Reflecting on the Exclusion of Barter in a Contract of Sale of Goods under the OHADA Uniform Act on General Commercial Law
Authors Roland Djieufack
ISSN: 2521-2613
Affiliations: Senior Lecturer, Faculty of Law and Political Science, University of Dschang, Post Box 66, Dschang, Cameroon; Part-time Lecturer, Department of Law, University of Buea, Cameroon
Source: Africa Nazarene University Law Journal, 2016, Issue 1, p. 75 – 101
Abstract
The principal focus of this article is to critically test the application of the OHADA Uniform Act on General Commercial Law to barter-like transactions.

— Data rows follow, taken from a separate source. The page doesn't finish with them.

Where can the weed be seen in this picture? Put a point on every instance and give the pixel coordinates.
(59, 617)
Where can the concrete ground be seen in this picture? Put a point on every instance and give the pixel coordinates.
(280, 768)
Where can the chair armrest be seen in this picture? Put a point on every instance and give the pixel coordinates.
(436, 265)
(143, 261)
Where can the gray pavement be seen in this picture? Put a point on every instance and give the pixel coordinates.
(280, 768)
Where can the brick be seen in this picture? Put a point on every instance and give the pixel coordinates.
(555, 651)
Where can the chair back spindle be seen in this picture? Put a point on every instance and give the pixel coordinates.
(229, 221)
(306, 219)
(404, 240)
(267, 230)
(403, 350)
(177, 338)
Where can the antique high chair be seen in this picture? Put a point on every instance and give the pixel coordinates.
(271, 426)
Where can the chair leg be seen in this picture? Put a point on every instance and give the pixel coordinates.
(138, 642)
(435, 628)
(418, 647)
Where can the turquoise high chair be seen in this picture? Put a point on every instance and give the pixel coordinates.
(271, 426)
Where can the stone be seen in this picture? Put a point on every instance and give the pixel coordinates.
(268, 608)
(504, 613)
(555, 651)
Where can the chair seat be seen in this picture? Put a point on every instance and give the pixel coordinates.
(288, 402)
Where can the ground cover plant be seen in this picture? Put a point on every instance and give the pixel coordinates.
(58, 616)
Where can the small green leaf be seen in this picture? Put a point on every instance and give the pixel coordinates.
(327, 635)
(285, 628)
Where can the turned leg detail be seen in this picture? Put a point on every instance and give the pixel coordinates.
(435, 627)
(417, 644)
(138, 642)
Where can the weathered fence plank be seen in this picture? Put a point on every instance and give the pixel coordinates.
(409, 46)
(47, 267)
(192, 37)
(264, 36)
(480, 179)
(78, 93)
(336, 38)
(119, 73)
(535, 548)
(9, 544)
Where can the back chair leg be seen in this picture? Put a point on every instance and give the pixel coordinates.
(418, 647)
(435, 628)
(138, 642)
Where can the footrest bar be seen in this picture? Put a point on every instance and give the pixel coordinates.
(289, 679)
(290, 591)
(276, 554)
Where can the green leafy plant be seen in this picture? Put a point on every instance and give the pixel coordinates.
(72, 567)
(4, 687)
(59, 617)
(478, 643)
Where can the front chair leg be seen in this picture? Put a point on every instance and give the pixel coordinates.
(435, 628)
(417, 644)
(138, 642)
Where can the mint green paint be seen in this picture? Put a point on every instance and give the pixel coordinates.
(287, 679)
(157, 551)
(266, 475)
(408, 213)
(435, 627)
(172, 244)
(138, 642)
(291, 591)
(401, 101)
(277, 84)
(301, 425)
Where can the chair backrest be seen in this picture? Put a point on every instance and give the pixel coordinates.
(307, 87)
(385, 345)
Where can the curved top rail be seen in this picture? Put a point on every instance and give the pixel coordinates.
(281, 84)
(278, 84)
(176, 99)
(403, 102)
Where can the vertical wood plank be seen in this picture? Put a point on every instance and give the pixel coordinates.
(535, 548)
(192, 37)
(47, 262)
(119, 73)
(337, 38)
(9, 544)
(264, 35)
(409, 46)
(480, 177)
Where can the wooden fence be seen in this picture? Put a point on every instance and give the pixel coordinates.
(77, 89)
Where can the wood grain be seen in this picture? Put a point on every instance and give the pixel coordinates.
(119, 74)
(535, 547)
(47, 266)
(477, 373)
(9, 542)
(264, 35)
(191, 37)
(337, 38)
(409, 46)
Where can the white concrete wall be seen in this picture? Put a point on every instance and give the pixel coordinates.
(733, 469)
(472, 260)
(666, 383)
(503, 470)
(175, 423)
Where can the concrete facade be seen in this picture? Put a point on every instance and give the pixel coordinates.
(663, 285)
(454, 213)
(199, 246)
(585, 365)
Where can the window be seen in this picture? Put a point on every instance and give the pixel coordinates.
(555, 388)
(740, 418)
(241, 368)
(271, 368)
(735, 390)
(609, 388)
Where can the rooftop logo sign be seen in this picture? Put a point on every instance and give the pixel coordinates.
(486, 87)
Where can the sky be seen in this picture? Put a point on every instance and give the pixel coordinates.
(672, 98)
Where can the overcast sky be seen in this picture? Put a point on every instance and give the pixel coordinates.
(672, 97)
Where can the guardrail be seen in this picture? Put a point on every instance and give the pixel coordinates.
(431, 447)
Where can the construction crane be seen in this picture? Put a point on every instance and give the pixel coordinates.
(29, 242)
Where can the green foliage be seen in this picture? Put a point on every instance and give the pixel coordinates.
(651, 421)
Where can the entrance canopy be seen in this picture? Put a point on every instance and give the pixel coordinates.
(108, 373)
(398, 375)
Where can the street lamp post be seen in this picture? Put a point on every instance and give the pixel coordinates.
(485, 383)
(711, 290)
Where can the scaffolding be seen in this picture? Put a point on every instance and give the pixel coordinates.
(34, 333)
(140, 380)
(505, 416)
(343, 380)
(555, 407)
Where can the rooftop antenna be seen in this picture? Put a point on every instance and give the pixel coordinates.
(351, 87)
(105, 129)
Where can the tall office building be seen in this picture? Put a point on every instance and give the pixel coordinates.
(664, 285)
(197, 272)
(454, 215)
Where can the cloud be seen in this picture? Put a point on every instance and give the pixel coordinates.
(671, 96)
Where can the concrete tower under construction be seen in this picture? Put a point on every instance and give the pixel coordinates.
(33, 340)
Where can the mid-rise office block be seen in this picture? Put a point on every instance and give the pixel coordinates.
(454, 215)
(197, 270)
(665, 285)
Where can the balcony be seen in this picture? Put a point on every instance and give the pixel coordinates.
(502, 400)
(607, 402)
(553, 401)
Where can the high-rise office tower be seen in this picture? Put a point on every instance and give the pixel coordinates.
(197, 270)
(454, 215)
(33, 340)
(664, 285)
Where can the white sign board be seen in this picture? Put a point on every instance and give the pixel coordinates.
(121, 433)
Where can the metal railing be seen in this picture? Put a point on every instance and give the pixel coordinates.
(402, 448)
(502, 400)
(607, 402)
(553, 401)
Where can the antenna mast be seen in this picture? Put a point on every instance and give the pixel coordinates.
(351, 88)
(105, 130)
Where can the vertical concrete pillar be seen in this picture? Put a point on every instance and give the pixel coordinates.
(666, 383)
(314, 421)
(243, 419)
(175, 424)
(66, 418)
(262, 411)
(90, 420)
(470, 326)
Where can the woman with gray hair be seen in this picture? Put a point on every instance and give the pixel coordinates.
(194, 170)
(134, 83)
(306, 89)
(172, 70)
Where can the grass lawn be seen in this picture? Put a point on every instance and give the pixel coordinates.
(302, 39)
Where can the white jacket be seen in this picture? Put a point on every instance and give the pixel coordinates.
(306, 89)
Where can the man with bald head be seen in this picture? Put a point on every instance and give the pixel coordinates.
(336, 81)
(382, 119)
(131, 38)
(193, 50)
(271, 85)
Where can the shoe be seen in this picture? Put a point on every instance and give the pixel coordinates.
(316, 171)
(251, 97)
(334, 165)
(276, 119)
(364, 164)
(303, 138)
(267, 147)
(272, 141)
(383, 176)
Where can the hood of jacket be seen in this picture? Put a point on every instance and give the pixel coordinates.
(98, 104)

It demonstrates how the Uniform Act lacks the necessary technical elements to govern bartering. The non-monetary nature of pure barter transactions appears to be the driving force for this author’s rejection of the application of the Uniform Act to barter. Although Article 262 of the Uniform Act requires the buyer to pay the price for the goods, the word ‘price’ is not defined by the Act. Thus, there is ambiguity as to whether or not a price must be monetary in application to barter contracts under the Uniform Act. This is the principal concern of the author inter alia in questioning whether the Uniform Act can be applied to barter-like transactions, because in a barter transaction, the price paid for the delivery of something is the reciprocal delivery of something else. Arguably, by leaving ‘price’ undefined, the drafters of the Uniform Act raise some ambiguity on its endorsement of the application of barter transactions. Thus, the conclusion in this article is based on the premise that the Uniform Act is not suitable to govern barter-like transactions.